When it comes to changing behavior while meeting with a personal trainer in Chicago, nothing seems to be tougher than quitting smoking. John, one of my long-time personal training clients in Chicago and greatest friends-loved smoking. For him, it was relief in an industry of drinking and constant movement. Welcome to the life of a bartender and bar owner.
Early in his career, John was surrounded by cigarettes every night. The smell and sight were a satisfying sensory cloud to cool the angst spirit (sounds like a love story).
Let’s break down the reality of cigarette smoking though: it yellows your teeth and fingers, makes your hair smell like an ashtray, and annoys non-smokers who hate smoke or who are simply sick of waiting for their friends to finish a cigarette. You would think that this is enough to deter people from smoking and make them stop. It doesn’t.

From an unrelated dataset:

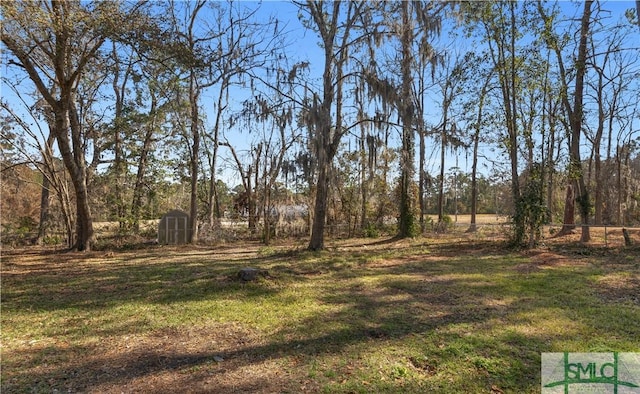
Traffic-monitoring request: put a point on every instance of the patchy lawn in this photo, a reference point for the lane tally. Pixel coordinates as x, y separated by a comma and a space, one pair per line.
449, 314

I can see why. James Dean still looks pretty cool smoking in the 3 movies he starred in. And we may have a secret affinity towards fire and smoke (I did stare at fire for over three hours while meditating in Guatemala after all).
What’s interesting is that many people in personal training programs are still locked in the habit despite ambitious health goals. Nearly 20% of my personal training clients in Chicago smoke, many of whom don’t realize I know (I heard that you were smoking in the parking lot before our session…shame on you...I kid...shame on you...I kid…). Meanwhile many confess like I’m the priest of health.
Curiously, though, even with the renewed focus on health, they never kick the habit. They’ll do everything in their power to give up everything else except for the one thing they need to. I’ve seen one month, six month, and two year attempts and the eventual return to the one thing they want the most.
Ironically, though, cigarettes increase your blood pressure, decrease your lung capacity, and make you feel more stressed (especially as you seek another smoke). Nothing satisfying there. It’s a constant unfulfillment and an oxymoron.
John wanted to quit for his health, which is a common reason (not the ridiculously rising costs). When we began training eight years ago, he tried to quit but to no avail. Four scores and 700 cigarette packs later, he changed his mind (literally). This time he believed that change was feasible.
It took confidence and constant reminders (self-talk) to overcome the want (the perceived need). With medication and a concentration on being mindful, John revealed the key to change: “I wanted to quit.”
And he believed he could do it. Even though it was tough, he kept telling himself that same message.
Have no doubt: Belief is the seed for change. What you say to yourself repeatedly will be one of the keys while your personal train in Chicago.